Humification is critically involved in natural organic matter cycling. A wide range of fungi, plants and bacteria can produce enzymes that are involved in humification. Further understanding of the enzymatic humification processes, including the factors controlling enzyme production and regulation and the interactions between enzymes and natural organic matters are of important scientific and application values. It will advance knowledge in soil organic chemistry and inform novel technology development involving organic matter manipulation. Huang laboratory attempts at means by regulating humification enzyme activities to reduce thatch accumulation for turf management or to enhance soil organic matter formation for carbon sequestration. Huang laboratory is also interested in using agricultural wastes and animal manure as feedstocks in solid state fermentation for enzyme production and simultaneous pollution abatement.

Environmental behaviors and risks of bioactive micropollutants

Bioactive micropollutants of emerging concern, such as hormones, pharmaceuticals, and perfluorochemicals are widely present in the environment, usually at low concentrations, but can still cause profound negative impacts to ecological and human health. Based on strong laboratory capability in trace chemical analysis and structural identification, Huang laboratory has conducted studies to examine the occurrence, transformation and fate of emerging contaminants in soil and water systems, to provide fundamental information for science-informed risk analysis and regulation.

Environmental implication and application of nanotechnology

The rapidly growing nanotechnology presents a double-edged sword to the environment. On one hand, the unusual properties and reactivity of nanomaterials offer unprecedented opportunities to address tough contamination problems. On the other hand, certain nanomaterials may impose unexpected environmental risks. Huang laboratory has studied both the environmental application and implication of nanotechnology, and have examined zero-valent iron nanoparticles (ZVIN), manganese oxide nanoparticles and carbon nanotubes.

Application of advanced Mass Spectrometry in environmental studies

Transformation of contaminants in environmental and engineered systems is of a central interest to Huang laboratory. The rapid advancement in spectroscopy such as high resolution mass spectrometry provides unprecedented opportunities for chemical analysis and system characterization.

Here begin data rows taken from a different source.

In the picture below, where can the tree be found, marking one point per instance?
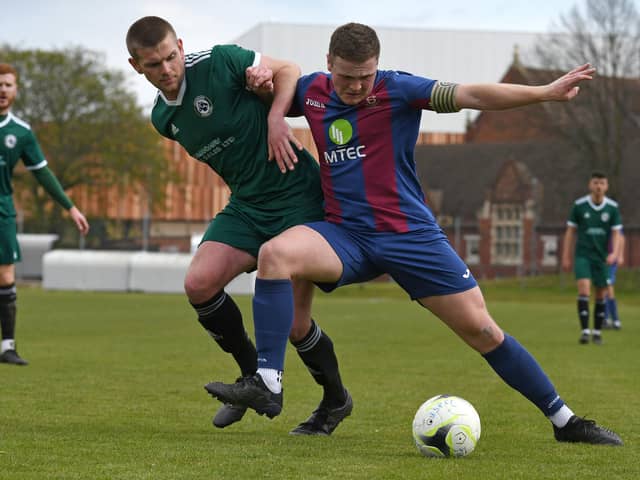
(92, 131)
(606, 116)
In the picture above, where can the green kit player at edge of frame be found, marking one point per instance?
(18, 142)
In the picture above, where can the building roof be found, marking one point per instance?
(461, 56)
(459, 178)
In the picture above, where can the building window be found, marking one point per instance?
(472, 253)
(549, 250)
(506, 235)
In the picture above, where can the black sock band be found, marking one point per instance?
(583, 312)
(8, 311)
(316, 351)
(221, 318)
(599, 311)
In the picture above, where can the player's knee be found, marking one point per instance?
(198, 288)
(273, 258)
(299, 329)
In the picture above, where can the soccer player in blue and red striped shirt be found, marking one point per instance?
(365, 124)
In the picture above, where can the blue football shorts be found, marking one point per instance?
(422, 262)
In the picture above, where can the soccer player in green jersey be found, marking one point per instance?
(205, 104)
(17, 142)
(595, 221)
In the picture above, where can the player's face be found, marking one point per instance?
(8, 91)
(162, 65)
(353, 82)
(598, 188)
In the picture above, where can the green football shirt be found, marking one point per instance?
(17, 141)
(225, 126)
(594, 224)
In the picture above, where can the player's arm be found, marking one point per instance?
(567, 247)
(50, 183)
(614, 256)
(502, 96)
(285, 78)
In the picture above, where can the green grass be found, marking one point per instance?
(114, 391)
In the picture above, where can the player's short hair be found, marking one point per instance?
(5, 69)
(354, 42)
(147, 32)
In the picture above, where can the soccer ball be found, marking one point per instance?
(446, 426)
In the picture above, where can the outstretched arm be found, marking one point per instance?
(502, 96)
(567, 248)
(284, 76)
(47, 179)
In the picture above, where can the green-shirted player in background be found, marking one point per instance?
(17, 142)
(205, 104)
(595, 220)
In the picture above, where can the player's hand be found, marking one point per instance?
(280, 139)
(566, 87)
(80, 221)
(259, 80)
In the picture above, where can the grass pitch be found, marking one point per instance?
(114, 390)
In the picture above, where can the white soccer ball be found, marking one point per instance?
(446, 426)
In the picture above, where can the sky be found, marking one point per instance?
(102, 26)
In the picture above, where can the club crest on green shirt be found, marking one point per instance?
(10, 140)
(203, 106)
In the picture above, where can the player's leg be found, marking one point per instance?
(300, 253)
(608, 321)
(600, 280)
(315, 349)
(8, 352)
(612, 304)
(582, 272)
(434, 275)
(466, 314)
(9, 254)
(213, 266)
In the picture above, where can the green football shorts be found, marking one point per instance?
(9, 248)
(247, 228)
(596, 270)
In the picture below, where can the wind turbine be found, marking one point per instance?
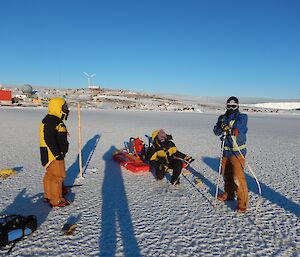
(89, 76)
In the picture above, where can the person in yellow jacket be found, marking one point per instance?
(53, 148)
(163, 156)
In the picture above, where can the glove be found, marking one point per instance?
(225, 128)
(189, 159)
(163, 168)
(169, 137)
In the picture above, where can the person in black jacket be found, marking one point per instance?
(163, 156)
(53, 148)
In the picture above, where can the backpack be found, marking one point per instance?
(137, 146)
(14, 227)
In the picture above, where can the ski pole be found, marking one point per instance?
(220, 168)
(252, 172)
(79, 141)
(181, 169)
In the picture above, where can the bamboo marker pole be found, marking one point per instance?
(79, 141)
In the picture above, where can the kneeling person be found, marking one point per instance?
(163, 155)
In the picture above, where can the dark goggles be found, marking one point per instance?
(65, 108)
(232, 106)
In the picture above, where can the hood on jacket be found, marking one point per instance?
(59, 108)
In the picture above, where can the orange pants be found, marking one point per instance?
(53, 181)
(234, 179)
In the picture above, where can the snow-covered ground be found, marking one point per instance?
(122, 214)
(279, 105)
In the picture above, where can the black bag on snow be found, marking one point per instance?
(14, 227)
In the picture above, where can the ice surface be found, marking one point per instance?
(122, 214)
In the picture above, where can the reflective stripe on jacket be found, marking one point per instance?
(53, 139)
(236, 121)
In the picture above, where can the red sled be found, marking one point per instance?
(130, 161)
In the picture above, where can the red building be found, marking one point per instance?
(5, 97)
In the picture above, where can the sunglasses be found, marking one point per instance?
(232, 106)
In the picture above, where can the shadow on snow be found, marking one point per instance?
(87, 153)
(115, 217)
(267, 192)
(26, 205)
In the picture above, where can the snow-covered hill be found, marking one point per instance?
(122, 214)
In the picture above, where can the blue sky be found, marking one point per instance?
(193, 47)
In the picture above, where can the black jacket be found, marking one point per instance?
(163, 154)
(53, 139)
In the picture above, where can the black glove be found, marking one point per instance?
(169, 137)
(225, 128)
(189, 159)
(163, 168)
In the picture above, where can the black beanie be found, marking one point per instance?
(232, 100)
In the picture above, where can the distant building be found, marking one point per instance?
(96, 88)
(5, 97)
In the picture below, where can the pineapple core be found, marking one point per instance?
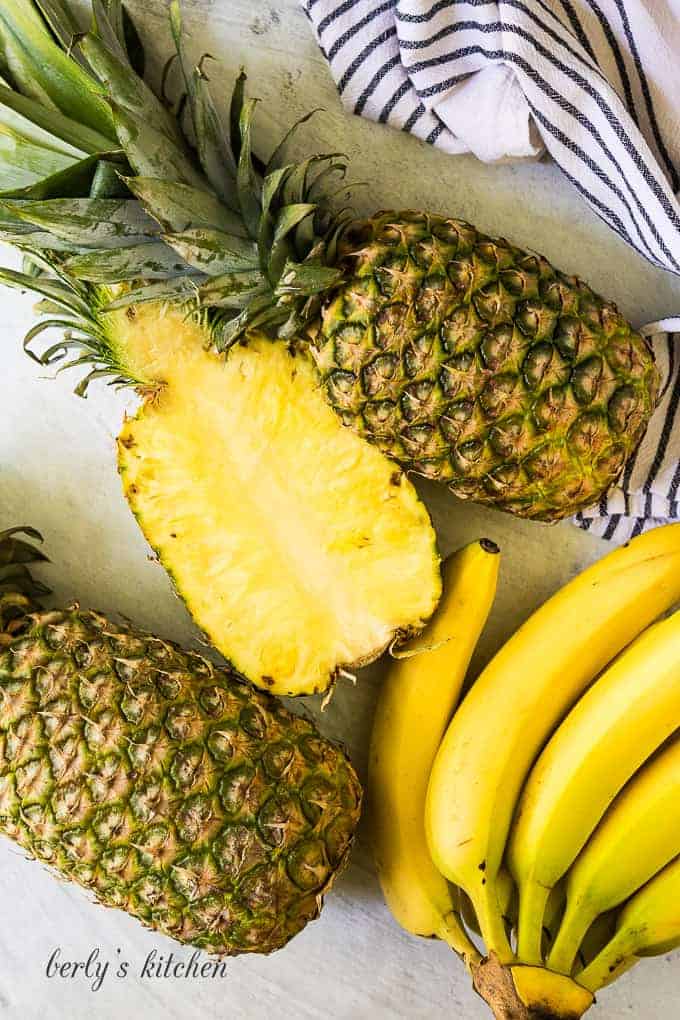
(299, 549)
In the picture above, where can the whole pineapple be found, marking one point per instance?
(464, 358)
(164, 785)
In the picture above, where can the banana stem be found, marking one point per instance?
(491, 921)
(615, 959)
(571, 932)
(533, 901)
(454, 934)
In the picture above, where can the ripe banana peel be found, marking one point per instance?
(487, 755)
(625, 716)
(417, 698)
(637, 836)
(518, 701)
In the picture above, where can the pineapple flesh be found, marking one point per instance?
(299, 548)
(161, 783)
(462, 357)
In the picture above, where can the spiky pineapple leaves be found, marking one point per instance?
(41, 69)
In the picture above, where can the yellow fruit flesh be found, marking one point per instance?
(298, 548)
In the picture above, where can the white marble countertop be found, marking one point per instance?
(57, 472)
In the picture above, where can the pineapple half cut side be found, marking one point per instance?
(299, 549)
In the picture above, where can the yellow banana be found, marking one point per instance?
(417, 698)
(623, 718)
(649, 921)
(637, 837)
(519, 699)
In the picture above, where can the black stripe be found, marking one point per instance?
(366, 52)
(578, 116)
(644, 86)
(637, 529)
(618, 57)
(373, 84)
(421, 18)
(664, 441)
(415, 116)
(497, 26)
(357, 27)
(389, 106)
(335, 13)
(602, 210)
(578, 29)
(614, 522)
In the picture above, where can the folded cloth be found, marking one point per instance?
(592, 83)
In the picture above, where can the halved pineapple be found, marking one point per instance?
(299, 549)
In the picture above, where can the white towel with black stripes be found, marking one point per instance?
(593, 83)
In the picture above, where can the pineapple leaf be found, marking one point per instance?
(289, 218)
(23, 163)
(248, 186)
(42, 70)
(48, 356)
(126, 34)
(108, 27)
(236, 109)
(178, 289)
(214, 252)
(276, 155)
(232, 290)
(150, 261)
(73, 181)
(107, 182)
(213, 152)
(127, 91)
(48, 126)
(91, 222)
(307, 278)
(152, 154)
(60, 19)
(178, 207)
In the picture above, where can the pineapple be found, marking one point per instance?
(164, 785)
(462, 357)
(300, 549)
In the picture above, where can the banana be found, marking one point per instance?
(519, 699)
(648, 923)
(416, 701)
(637, 837)
(623, 718)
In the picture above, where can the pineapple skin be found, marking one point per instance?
(474, 362)
(166, 786)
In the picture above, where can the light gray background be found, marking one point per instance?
(57, 471)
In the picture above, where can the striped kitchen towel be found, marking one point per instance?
(593, 83)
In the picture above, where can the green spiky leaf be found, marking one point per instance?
(179, 207)
(151, 261)
(214, 252)
(42, 70)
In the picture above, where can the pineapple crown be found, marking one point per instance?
(110, 184)
(18, 589)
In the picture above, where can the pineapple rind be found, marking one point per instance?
(166, 786)
(474, 362)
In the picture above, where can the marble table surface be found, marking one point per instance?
(56, 471)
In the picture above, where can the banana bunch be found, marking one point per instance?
(545, 816)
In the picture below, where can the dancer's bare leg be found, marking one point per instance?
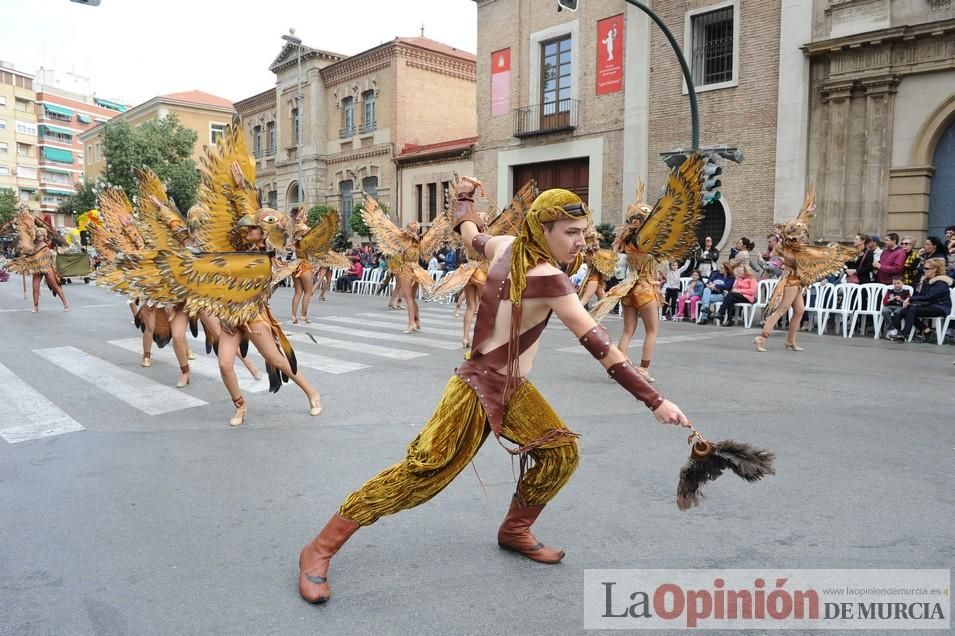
(629, 328)
(261, 337)
(470, 295)
(178, 324)
(308, 289)
(54, 282)
(296, 297)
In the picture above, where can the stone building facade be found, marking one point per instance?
(882, 126)
(613, 136)
(357, 114)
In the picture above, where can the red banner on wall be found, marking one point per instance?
(610, 55)
(501, 82)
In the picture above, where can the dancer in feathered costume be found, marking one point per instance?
(489, 392)
(664, 232)
(35, 257)
(404, 250)
(470, 277)
(229, 272)
(803, 265)
(601, 263)
(309, 257)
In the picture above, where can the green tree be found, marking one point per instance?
(9, 204)
(161, 144)
(82, 200)
(607, 232)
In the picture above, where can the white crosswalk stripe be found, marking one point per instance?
(388, 323)
(358, 347)
(27, 414)
(206, 366)
(408, 339)
(148, 396)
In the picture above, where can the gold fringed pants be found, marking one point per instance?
(451, 439)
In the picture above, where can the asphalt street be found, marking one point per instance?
(153, 516)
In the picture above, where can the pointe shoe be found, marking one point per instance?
(314, 559)
(314, 405)
(239, 416)
(515, 534)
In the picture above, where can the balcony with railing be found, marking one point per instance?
(540, 119)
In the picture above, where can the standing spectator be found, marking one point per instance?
(910, 271)
(860, 270)
(694, 292)
(716, 288)
(672, 287)
(706, 257)
(346, 280)
(744, 291)
(931, 299)
(892, 304)
(892, 262)
(933, 247)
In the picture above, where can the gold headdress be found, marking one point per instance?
(530, 246)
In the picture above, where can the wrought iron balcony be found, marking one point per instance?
(551, 117)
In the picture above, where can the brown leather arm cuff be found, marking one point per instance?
(626, 376)
(464, 211)
(596, 341)
(480, 243)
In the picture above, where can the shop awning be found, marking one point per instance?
(58, 110)
(56, 129)
(58, 155)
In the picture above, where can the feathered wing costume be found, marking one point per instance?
(474, 272)
(403, 248)
(665, 232)
(804, 264)
(34, 253)
(221, 274)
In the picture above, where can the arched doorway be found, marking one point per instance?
(941, 211)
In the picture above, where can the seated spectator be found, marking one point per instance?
(347, 280)
(931, 299)
(716, 288)
(744, 291)
(892, 304)
(694, 292)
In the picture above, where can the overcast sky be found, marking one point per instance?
(133, 50)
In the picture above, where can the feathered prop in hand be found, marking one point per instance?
(708, 460)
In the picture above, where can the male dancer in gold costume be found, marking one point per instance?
(489, 392)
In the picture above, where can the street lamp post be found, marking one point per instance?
(571, 5)
(291, 39)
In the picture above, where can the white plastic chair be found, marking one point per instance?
(868, 302)
(839, 306)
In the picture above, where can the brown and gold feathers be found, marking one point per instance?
(669, 232)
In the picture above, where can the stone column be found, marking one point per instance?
(837, 100)
(880, 101)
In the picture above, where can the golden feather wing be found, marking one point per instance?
(669, 233)
(226, 191)
(509, 221)
(390, 239)
(233, 287)
(319, 239)
(160, 223)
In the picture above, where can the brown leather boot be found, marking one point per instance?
(314, 559)
(515, 534)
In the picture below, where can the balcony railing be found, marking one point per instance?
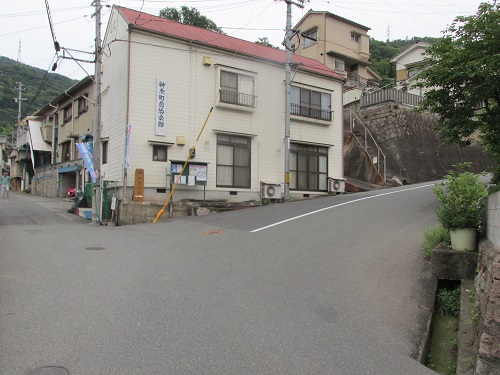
(311, 112)
(237, 98)
(390, 95)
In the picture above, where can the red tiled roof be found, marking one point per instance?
(144, 21)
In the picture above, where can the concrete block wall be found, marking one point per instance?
(45, 181)
(487, 285)
(493, 219)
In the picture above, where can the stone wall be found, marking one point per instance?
(45, 181)
(414, 151)
(487, 284)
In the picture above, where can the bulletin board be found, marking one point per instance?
(195, 173)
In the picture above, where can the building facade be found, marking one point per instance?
(56, 129)
(340, 44)
(409, 64)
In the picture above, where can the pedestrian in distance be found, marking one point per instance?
(5, 184)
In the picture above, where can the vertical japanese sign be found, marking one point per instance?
(127, 146)
(88, 159)
(161, 106)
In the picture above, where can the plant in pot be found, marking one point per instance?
(462, 199)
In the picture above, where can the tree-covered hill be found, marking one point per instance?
(382, 52)
(11, 72)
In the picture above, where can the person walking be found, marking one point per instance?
(5, 180)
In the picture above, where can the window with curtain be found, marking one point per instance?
(308, 168)
(233, 161)
(310, 103)
(159, 153)
(238, 89)
(311, 34)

Huang laboratory is keen on taking this opportunity in their on-going research to examine complicated reaction pathways in complex reaction matrices.

Elucidation of reaction mechanisms using molecular modeling and simulation

Understanding the mechanisms governing contaminant transformation is important in predicting the environmental behaviors and risks of pollutants and optimizing reactions to degrade them. Huang laboratory employs molecular modeling and simulation tools to elucidate the mechanisms at molecular level by characterizing the bonding and electronic structures, reaction energetics, and transition states.